En el mundo de las artes todos quieren destacar por algo y ser recordados por la posteridad como autores especialmente creativos u originales. Esto conduce en ocasiones a la mentira, como en el caso de Gustave Kahn (1859-1936), quien afirmó en su libro Premiers poèmes [Primeros poemas] que había sido el primero en emplear el verso libre en sus composiciones. Dicha afirmación era totalmente errónea, pues John Milton (1608-1674) y Walt Whitman (1819-1892) –por mencionar sólo algunos nombres importantes– ya lo habían hecho antes que él.


Las ferias del libro

Tras la difusión en Europa de los libros elaborados en imprentas de tipos móviles –una verdadera explosión editorial como nunca después se ha conocido–, la organización de ferias del libro fue algo lógico que no se hizo esperar. Se tienen noticias de que ya en 1485 se venían celebrando desde algunos años antes ferias especializadas en la venta de libros en las ciudades de Maguncia y Leipzig.

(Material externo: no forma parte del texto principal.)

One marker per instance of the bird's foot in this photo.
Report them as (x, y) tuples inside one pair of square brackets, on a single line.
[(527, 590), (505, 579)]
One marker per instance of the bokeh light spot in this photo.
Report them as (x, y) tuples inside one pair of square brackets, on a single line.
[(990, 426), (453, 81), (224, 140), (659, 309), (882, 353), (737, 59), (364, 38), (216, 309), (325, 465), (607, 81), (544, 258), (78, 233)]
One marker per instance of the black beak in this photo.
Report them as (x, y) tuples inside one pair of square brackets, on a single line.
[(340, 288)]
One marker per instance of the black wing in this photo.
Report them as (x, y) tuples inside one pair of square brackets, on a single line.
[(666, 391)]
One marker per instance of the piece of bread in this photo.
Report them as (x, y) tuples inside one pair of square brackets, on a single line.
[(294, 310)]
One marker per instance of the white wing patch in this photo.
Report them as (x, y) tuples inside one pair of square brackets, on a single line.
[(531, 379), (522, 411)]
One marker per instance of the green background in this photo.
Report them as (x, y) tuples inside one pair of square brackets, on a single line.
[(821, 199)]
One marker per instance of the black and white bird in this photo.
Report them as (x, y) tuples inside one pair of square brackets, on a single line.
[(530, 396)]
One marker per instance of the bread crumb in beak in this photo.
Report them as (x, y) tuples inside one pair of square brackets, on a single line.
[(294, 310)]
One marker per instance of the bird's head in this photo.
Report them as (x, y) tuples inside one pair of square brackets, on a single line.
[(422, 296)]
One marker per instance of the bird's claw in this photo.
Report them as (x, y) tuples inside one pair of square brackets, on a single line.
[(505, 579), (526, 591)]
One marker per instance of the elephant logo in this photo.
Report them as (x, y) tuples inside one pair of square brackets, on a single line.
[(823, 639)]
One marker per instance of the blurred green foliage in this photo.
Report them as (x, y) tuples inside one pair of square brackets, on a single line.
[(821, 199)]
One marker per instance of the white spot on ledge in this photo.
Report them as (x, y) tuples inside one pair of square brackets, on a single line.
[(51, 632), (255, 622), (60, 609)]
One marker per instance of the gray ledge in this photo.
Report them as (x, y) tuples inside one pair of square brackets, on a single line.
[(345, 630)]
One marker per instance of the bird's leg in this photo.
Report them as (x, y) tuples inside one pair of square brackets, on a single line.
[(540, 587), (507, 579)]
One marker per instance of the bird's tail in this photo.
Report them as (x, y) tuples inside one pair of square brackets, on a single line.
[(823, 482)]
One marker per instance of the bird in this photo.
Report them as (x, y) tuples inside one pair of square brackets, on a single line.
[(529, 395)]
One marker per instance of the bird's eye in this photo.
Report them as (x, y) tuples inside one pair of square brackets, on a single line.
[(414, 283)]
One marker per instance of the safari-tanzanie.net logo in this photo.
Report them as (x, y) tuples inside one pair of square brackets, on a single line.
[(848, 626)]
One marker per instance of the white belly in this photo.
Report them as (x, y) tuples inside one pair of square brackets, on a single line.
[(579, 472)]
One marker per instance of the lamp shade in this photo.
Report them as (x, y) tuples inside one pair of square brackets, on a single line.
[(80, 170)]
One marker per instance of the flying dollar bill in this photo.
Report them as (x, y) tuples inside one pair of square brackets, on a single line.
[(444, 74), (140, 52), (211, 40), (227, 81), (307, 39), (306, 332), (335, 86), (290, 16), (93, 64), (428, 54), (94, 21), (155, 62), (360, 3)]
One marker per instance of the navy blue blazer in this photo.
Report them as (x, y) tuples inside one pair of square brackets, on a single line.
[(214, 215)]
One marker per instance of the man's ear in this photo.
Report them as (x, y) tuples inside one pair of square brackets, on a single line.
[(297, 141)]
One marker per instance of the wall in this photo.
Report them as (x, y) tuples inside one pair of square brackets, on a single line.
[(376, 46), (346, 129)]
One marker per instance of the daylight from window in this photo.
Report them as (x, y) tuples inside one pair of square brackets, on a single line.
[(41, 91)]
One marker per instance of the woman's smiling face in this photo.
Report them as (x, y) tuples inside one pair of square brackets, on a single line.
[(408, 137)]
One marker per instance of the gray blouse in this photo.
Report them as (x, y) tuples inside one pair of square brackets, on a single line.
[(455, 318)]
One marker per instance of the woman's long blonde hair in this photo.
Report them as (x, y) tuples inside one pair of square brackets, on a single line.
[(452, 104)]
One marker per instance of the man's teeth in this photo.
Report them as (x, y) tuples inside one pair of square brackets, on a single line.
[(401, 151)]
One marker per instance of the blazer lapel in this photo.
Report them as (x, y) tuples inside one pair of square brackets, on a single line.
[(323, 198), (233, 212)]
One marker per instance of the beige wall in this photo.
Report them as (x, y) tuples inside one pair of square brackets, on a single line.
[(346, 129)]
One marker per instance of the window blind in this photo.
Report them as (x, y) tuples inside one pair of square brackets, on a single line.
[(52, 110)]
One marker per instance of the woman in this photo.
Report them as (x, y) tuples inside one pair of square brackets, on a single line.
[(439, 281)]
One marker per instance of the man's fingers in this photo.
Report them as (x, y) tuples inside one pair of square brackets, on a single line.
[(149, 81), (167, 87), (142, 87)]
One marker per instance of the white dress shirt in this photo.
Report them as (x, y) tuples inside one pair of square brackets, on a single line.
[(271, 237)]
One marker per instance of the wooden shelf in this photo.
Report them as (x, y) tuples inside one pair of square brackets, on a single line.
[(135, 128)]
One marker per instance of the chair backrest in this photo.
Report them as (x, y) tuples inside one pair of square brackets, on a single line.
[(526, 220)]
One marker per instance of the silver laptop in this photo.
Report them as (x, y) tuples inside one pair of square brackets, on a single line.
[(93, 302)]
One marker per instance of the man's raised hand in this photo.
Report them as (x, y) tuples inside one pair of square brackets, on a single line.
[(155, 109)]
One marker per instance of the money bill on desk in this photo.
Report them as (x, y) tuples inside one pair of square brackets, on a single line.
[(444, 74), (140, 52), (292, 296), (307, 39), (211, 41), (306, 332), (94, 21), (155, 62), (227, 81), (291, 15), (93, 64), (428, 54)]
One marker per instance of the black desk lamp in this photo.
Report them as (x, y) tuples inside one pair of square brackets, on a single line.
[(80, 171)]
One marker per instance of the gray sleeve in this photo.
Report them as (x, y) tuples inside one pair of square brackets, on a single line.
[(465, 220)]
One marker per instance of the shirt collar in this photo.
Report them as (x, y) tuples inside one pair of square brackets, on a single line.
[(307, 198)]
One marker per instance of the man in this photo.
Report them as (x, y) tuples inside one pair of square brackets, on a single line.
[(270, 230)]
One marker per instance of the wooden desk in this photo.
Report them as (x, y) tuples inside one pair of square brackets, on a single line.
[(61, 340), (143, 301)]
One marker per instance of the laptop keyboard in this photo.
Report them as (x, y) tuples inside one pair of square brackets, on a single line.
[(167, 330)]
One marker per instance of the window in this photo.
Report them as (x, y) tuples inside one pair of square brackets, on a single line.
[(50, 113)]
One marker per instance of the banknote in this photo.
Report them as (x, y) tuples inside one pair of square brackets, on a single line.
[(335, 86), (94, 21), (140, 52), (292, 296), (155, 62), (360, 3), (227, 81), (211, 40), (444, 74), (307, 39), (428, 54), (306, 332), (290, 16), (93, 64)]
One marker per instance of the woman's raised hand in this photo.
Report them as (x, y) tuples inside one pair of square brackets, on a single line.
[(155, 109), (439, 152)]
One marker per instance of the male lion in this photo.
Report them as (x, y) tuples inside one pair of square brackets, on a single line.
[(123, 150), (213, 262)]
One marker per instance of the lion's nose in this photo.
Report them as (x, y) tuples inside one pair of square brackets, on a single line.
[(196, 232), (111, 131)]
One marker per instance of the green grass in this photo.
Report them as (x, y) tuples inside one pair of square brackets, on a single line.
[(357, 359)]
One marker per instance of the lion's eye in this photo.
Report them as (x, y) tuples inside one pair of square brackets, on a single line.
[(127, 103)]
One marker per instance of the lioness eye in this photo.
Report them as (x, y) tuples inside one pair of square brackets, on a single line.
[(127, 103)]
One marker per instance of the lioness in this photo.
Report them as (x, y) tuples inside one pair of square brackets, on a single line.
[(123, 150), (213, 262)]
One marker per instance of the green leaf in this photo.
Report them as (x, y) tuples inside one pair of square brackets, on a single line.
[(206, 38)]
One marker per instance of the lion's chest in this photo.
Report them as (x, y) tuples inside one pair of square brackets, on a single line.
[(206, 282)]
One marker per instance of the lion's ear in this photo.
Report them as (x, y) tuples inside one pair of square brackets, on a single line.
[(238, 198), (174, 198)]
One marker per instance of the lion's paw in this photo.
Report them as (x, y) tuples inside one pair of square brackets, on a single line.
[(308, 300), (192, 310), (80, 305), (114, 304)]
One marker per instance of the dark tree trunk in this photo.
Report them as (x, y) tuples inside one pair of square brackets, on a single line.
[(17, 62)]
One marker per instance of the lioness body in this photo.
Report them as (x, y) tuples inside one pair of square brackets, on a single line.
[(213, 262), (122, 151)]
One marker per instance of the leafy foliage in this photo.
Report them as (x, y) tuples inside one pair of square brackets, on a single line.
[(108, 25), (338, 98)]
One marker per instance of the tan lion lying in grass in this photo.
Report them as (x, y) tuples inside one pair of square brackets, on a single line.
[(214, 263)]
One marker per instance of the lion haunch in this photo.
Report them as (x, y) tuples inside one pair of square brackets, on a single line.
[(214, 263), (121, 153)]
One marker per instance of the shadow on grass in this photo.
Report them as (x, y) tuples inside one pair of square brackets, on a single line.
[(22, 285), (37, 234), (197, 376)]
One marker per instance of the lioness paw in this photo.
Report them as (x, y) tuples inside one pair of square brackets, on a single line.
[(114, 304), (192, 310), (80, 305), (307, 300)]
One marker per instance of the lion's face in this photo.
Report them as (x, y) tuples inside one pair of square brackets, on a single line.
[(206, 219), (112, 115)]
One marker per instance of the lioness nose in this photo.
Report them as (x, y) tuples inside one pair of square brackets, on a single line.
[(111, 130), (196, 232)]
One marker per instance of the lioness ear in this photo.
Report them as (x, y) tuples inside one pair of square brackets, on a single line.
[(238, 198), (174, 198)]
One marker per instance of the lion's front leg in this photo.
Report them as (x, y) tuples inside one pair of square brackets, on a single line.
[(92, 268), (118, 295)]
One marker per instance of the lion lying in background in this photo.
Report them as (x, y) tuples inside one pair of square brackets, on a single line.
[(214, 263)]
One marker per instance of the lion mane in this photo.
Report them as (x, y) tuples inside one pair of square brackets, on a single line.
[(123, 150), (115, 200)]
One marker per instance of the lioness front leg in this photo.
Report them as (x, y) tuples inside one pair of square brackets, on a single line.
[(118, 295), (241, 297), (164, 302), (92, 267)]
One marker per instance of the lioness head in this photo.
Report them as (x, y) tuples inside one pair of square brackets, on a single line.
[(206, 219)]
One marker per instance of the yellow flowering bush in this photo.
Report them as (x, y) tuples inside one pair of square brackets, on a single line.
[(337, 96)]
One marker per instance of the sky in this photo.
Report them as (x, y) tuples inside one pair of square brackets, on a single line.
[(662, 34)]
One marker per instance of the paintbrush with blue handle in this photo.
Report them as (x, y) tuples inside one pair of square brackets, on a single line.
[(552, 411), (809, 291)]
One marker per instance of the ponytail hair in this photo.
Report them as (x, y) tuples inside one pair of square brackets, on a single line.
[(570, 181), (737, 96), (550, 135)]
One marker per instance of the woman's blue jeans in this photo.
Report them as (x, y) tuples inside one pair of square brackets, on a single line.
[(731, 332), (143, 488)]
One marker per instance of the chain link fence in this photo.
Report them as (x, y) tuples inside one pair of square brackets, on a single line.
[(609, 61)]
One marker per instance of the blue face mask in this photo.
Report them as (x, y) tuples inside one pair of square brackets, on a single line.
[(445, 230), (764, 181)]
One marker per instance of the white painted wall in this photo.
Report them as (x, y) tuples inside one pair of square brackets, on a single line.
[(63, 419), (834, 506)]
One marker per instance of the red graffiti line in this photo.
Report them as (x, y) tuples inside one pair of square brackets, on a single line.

Los privilegios del saber leer

No hay que desdeñar nunca la importancia del alfabetismo. En el siglo XVI, Ben Jonson (1572-1637), dramaturgo contemporáneo de Shakespeare, tuvo una pendencia con un actor. Ambos concertaron un duelo y el escritor mató a su rival. Fue apresado y, cuando se le permitió defender en el juicio, alegó el denominado «derecho de clerecía», esto es: que sabía leer y escribir y que era un crimen social el matar a alguien que poseyera tales habilidades. Jonson fue absuelto.